European Union On Pace To Meet Kyoto GHG Targets
On August 31, the European Environment Agency (EEA) announced that the European Union’s (EU) greenhouse gas (GHG) emissions declined for the fourth straight year. Fewer GHG emissions were primarily due to the global recession and the tightening of the cap in the EU’s cap-and-trade program, the Emissions Trading Scheme. “These provisional figures are a further confirmation that the EU is well on track to reach its Kyoto target, even if one should recognize that part of the reduction in emissions is due to the economic slowdown,” notes EU Environment Commissioner Stavros Dimas. “This is a timely message to the rest of the world in the run up to the Copenhagen climate conference in December.” These 2008 emission estimates will be used to better track progress towards EU targets in the annual EEA report on greenhouse gas emission trends and projections in Europe, which will be published later this year.

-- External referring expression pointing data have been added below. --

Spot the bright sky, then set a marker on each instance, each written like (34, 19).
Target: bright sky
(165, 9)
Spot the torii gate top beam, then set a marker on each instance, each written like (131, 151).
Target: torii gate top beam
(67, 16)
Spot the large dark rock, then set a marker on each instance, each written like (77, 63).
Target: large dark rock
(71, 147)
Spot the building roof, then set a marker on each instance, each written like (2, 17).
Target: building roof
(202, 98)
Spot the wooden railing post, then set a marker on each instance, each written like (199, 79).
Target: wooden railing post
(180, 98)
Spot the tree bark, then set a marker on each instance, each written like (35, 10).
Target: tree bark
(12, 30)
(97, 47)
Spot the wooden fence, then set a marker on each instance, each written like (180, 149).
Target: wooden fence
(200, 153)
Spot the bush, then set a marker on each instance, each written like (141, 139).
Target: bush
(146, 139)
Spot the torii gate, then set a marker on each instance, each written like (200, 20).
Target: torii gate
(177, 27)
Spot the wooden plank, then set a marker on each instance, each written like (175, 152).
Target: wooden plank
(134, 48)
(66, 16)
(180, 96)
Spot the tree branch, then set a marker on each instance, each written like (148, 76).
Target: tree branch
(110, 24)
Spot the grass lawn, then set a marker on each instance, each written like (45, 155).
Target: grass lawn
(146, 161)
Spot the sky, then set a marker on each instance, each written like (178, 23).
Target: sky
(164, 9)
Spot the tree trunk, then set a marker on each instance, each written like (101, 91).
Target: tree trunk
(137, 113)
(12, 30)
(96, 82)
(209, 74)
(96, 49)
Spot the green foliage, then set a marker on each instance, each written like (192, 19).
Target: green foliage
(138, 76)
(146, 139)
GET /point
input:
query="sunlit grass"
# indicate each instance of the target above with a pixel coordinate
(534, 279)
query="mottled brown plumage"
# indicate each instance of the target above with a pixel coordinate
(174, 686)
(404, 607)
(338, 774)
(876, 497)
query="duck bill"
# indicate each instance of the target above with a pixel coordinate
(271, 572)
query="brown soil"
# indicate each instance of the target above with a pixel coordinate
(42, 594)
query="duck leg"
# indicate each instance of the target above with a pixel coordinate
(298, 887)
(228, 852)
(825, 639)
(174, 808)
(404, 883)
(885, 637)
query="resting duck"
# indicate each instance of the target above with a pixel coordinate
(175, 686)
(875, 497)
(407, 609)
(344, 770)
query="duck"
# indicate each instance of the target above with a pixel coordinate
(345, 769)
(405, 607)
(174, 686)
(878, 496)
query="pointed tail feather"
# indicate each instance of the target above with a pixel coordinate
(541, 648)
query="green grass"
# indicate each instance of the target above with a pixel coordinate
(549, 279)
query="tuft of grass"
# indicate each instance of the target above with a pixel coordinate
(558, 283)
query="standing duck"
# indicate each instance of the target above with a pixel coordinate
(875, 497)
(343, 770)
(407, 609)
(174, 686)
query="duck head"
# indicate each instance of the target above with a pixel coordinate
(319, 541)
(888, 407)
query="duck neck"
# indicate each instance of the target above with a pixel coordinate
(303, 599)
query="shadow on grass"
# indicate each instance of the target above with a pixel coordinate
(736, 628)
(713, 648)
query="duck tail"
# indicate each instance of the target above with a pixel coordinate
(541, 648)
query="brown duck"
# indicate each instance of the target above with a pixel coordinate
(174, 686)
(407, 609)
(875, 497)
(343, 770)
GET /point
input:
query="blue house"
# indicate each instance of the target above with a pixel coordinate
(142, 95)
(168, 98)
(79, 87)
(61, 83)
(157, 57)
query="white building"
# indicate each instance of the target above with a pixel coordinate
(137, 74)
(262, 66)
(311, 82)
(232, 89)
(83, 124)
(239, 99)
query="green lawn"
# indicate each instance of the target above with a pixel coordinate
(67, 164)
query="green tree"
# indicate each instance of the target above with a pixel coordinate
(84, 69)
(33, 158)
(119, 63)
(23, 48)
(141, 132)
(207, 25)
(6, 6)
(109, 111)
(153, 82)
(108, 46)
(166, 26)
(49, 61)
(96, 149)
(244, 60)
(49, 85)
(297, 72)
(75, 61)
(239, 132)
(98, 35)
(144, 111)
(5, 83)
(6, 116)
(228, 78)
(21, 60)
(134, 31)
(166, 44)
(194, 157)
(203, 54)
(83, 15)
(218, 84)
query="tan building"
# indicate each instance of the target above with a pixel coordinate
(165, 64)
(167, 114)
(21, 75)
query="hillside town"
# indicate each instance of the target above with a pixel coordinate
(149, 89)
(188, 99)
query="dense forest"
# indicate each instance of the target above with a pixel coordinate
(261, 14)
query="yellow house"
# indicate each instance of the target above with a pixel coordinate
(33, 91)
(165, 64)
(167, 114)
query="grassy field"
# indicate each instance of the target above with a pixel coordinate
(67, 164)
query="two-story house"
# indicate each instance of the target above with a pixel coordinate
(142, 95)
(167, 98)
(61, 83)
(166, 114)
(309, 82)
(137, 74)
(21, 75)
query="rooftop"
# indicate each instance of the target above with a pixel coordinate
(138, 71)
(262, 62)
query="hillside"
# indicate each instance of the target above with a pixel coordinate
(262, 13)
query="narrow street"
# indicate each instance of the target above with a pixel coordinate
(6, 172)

Urban Gardens Important For Bee Populations
Results from a 3-year survey of bee pollinators in 7 cities in California indicate that many types of urban gardens provide floral and nesting resources for the reproduction and survival of bees, especially a diversity of native bees. The study, reported in the July-September 2009 issue of California Agriculture, was conducted by a research group at University of California (UC) Berkley and UC Davis, and is part of a larger effort to conserve and protect native pollinators, which are declining worldwide. Although many urban gardens include a high percentage of nonnative ornamental plants, the study found that a great variety of the state’s 1,600 species of native bees visit them. Habitat gardening for bees with targeted plants could increase bee diversity and abundance, providing pollination benefits.

Scientific Study Of Massive Ocean Garbage Patch

A group of scientists sailed from San Francisco in August on Project Kaisei, a mission to investigate the effects of a sizeable patch of marine debris on the environment, and establish the best ways to clean it up. The trip was organized by the Ocean Voyages Institute in Sausalito, California. The garbage patch has been estimated to be about the size of Texas, and is located about 1,000 miles off the coastline in the North Pacific Gyre, a whirlpool of four ocean currents traveling in clockwise direction. Part of the mission is to grasp the size of the vortex. Debris has already been found as close as 300 miles from the coastline, and as deep as 200 meters (656 feet) in the water. Photos and videos from the voyage will be updated daily at

$13 Million In USDA Grants And Loans For Renewable Energy

U.S. Agriculture Secretary Tom Vilsack announced $13 million in loans and grants for 233 renewable energy projects in 38 states under the Rural Energy for America Program (REAP). Renewable energy systems, energy efficiency improvements, feasibility studies and energy audits are eligible.
One recipient is Terrydale Farms, Inc., in Charleston, Illinois, which will receive a $20,000 grant to install a new grain dryer that automatically adjusts the burner temperature to produce evenly dried grain in a shorter period of time. The system is expected to reduce energy consumption by nearly 37 percent annually – and lower the annual energy bill by more than $8,500.
In Story City, Iowa, Milford Wind Energy, LLC, will receive a $1.8 million guaranteed loan and a $500,000 grant to build a 900-kilowatt wind turbine. When complete, the turbine is expected to generate nearly 3.3 million kilowatts of electricity annually – worth more than $200,000 – that will be sold to the local utility company. Construction of the turbine is expected to be completed next year.